Ovviamente in quel periodo il tessuto sociale di Contessa E. era caratterizzato quasi in assoluto dall’agricoltura e da un processo migratorio ormai secolare e addirittura ultra-secolare, fortemente acceleratosi nel post terremoto ‘68. Esisteva comunque in quegli anni immediatamente successivi al sisma ‘68 ancora una significativa diversificazione di attività extra-agricole con una estrema varietà di mestieri commerciali ed artigianali, taluni svolti in condizione di estrema povertà.
Nei pressi della piazza di Contessa E. insistevano almeno sei o forse più saloni di barbiere, alcuni con più operatori fra loro legati da vincoli familiari e alcuni di essi operavano direttamente all’interno della casa di abitazione, nella stanza da pranzo o comunque nell’unico vano abitativo disponibile e poi, nel post-terremoto, nell’ambito della baraccopoli. C’erano gli storici bar della zia Ciccina Manale, di don Ciccio Schiro’ che disponeva pure di una sala bigliardo e che, nell’ante-sisma ‘68, la sera era divenuta sala per assistere ai programmi televisivi Rai. Altro bar prossimo alla piazza era quello della famiglia Dai’, situato all’inizio della via Musacchia.

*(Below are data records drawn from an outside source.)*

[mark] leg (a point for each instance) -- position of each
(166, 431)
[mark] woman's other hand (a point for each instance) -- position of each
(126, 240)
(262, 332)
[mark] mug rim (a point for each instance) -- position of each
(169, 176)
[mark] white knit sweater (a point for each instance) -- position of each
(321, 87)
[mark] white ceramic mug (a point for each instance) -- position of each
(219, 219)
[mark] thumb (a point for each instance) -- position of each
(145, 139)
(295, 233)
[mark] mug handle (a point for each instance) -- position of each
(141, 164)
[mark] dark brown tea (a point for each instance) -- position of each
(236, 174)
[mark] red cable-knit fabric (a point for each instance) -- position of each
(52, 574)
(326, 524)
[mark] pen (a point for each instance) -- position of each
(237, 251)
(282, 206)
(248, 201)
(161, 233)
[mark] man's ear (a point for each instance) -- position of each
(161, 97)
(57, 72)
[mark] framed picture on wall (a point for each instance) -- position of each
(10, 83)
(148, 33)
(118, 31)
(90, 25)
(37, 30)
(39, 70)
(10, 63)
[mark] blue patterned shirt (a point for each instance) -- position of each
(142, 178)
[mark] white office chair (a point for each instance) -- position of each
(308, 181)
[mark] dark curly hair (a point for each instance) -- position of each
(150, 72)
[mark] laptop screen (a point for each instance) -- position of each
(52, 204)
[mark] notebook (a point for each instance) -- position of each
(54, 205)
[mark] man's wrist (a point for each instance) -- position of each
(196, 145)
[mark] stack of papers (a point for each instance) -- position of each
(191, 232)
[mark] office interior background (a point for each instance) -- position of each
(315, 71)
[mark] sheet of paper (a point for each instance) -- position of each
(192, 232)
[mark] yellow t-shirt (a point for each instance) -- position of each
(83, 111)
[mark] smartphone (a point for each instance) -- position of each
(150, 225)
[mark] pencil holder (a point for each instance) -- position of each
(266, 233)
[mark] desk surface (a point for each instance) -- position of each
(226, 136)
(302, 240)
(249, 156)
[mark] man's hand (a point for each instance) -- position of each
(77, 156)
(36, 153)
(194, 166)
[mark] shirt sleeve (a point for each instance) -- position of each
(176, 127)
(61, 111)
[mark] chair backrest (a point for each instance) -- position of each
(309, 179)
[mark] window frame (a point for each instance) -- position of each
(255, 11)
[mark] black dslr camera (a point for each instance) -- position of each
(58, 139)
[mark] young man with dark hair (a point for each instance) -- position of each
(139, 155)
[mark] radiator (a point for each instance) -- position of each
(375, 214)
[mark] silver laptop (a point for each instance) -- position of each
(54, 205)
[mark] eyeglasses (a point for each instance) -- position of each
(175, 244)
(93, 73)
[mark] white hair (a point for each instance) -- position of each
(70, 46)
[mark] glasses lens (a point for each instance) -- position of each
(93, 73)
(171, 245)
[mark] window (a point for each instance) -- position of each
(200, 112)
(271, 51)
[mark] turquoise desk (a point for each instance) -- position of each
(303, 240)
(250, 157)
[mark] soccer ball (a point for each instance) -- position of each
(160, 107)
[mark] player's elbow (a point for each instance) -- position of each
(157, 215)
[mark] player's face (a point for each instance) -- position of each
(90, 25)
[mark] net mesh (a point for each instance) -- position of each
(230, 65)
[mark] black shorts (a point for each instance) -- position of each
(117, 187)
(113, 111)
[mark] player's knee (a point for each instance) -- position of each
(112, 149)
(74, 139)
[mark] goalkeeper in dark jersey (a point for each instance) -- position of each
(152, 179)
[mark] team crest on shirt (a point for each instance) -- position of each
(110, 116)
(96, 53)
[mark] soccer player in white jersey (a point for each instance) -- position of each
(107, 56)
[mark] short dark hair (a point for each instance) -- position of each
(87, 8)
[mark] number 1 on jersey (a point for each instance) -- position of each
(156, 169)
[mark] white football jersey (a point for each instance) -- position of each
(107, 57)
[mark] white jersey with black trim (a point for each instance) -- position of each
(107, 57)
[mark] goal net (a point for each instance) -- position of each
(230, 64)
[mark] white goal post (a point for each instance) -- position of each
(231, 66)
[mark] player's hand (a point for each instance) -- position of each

Dopo questa preliminare pagina di ricordi, in buona parte provenienti dai primi anni sessanta, ci proponiamo di riportare e rievocare il tessuto socio umano dei primi anni settanta, quando l’emigrazione fu il modo prevalente di sostentamento della vita nella stragrande maggioranza delle famiglie contessiate. Emigrazione questa volta non più per gli USA, ma in Germania, Svizzera, Australia e Gran Bretagna.